Le film ne sera pas un grand succès en salles. Mais il influencera de nombreux cinéastes, dont Dario Argento, qui sortira en 1970 le premier giallo à succès, « L’uccello dalle piume di cristallo ». Le genre deviendra ainsi très populaire dans les années 70, participant à la réhabilitation populaire du film de Mario Bava.
Car « Sei donne per l’assassino » est un petit bijou visuel, très osé pour son temps, et qui fait encore pleinement son effet. On s’intéresse à une série de meurtres au sein d’une maison de haute couture. Mario Bava privilégie l’atmosphère et les exécutions, devant une enquête policière au second plan (un autre trait caractéristique du genre).
Dès le générique le ton est donné. BO macabre, personnages tous crapuleux, intérieurs rococo, éclairages flashy cumulés à des couleurs très vives (dont ces mannequins en mousse écarlate, idée de génie !). On est réellement plongé dans un cauchemar, dont la mort semble être la seule échappatoire.

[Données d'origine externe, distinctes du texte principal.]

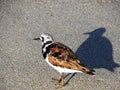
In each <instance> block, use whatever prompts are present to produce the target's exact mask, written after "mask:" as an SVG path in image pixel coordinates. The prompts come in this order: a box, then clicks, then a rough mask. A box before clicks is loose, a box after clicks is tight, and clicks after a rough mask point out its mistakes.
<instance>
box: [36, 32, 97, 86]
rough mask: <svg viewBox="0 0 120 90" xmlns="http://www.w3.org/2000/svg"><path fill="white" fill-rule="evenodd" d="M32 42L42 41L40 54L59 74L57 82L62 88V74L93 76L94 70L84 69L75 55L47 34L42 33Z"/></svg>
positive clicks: (62, 78)
mask: <svg viewBox="0 0 120 90" xmlns="http://www.w3.org/2000/svg"><path fill="white" fill-rule="evenodd" d="M34 40H41V41H42V54H43V57H44V59H45V61H46V62H47V63H48V64H49V65H50V66H51V67H52V68H54V69H55V70H57V71H58V72H59V73H60V77H59V79H58V81H59V82H60V83H61V85H62V86H64V85H65V83H64V78H65V76H64V74H65V73H66V74H67V73H69V74H70V73H86V74H89V75H94V72H95V70H93V69H90V68H88V67H86V66H85V65H84V64H83V63H82V62H81V60H80V59H78V58H77V56H76V54H75V53H74V52H73V51H72V50H71V49H70V48H69V47H68V46H66V45H64V44H62V43H60V42H56V41H54V39H53V37H52V36H51V35H50V34H48V33H42V34H41V35H40V36H39V37H37V38H34Z"/></svg>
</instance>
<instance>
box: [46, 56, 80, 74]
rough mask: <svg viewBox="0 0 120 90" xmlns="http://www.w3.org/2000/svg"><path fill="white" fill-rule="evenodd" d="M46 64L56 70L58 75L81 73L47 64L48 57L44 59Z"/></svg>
mask: <svg viewBox="0 0 120 90" xmlns="http://www.w3.org/2000/svg"><path fill="white" fill-rule="evenodd" d="M46 62H47V63H48V64H49V65H50V66H51V67H53V68H54V69H55V70H57V71H58V72H59V73H76V72H80V73H82V71H79V70H73V69H67V68H62V67H60V66H54V65H52V64H51V63H50V62H49V60H48V56H47V57H46Z"/></svg>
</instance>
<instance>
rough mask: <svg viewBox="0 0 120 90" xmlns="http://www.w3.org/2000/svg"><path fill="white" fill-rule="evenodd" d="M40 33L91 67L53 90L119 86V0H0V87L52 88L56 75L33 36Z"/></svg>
mask: <svg viewBox="0 0 120 90" xmlns="http://www.w3.org/2000/svg"><path fill="white" fill-rule="evenodd" d="M43 32H45V33H50V34H51V35H52V36H53V37H54V39H55V40H56V41H59V42H61V43H64V44H65V45H68V46H69V47H70V48H71V49H72V50H73V51H74V52H76V55H77V56H78V58H80V59H81V60H82V61H83V62H84V63H85V65H87V66H88V67H90V68H93V69H94V70H95V71H96V72H95V75H94V76H89V75H86V74H81V73H77V74H75V75H69V76H68V77H66V79H65V82H66V83H67V84H66V85H65V87H62V88H59V89H58V90H120V1H119V0H0V90H56V86H55V83H53V82H52V80H51V78H52V77H55V78H58V77H59V75H60V74H59V73H58V72H57V71H55V70H53V69H52V68H51V67H50V66H48V64H47V63H46V62H45V60H44V59H43V56H42V53H41V42H40V41H34V40H33V38H35V37H38V36H39V35H40V34H41V33H43Z"/></svg>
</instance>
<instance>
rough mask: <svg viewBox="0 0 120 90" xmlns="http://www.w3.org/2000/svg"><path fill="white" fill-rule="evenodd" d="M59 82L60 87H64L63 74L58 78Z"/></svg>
mask: <svg viewBox="0 0 120 90" xmlns="http://www.w3.org/2000/svg"><path fill="white" fill-rule="evenodd" d="M59 82H61V83H62V86H64V75H63V74H62V75H61V76H60V77H59Z"/></svg>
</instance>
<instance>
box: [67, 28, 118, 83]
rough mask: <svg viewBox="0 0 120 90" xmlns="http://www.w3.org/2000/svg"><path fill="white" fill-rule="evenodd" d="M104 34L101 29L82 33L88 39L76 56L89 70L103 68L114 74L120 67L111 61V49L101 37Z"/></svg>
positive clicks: (111, 48)
mask: <svg viewBox="0 0 120 90" xmlns="http://www.w3.org/2000/svg"><path fill="white" fill-rule="evenodd" d="M105 32H106V29H105V28H102V27H101V28H98V29H95V30H94V31H92V32H87V33H84V35H89V37H88V38H87V39H86V40H85V41H84V42H83V43H82V44H81V45H80V46H79V47H78V49H77V51H76V55H77V57H78V59H79V60H80V61H82V63H84V64H85V65H86V66H87V67H89V68H91V69H99V68H104V69H107V70H109V71H111V72H114V69H115V68H117V67H119V66H120V65H119V64H117V63H115V62H114V60H113V47H112V44H111V42H110V40H109V39H108V38H106V37H105V36H103V34H104V33H105ZM74 75H75V74H73V75H72V76H71V77H70V79H71V78H72V77H73V76H74ZM70 79H68V81H67V83H68V82H69V80H70Z"/></svg>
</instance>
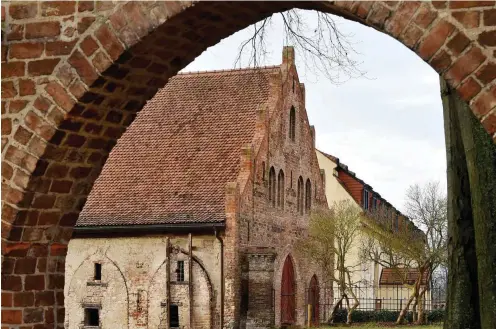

Mario Bava sait gérer son ambiance, et livre plusieurs séquences horrifiques très bien senties, qui culminent jusqu’à des exécutions violentes pour l’époque… parsemées d’érotisation des corps. Evidemment, on est en 1964, on n’est pas encore au niveau de gore et de nudité qui seront utilisés par le genre dans les 70’s.
Si les personnages sont assez peu développés, le scénario essaie surtout d’exposer leurs vices pour gonfler la liste des suspects (et des victimes !). Tandis que les « gueules » qui les incarnent leur donnent du corps.
« Sei donne per l’assassino » demeure ainsi un jalon du giallo, qui n’a pas perdu de son efficacité.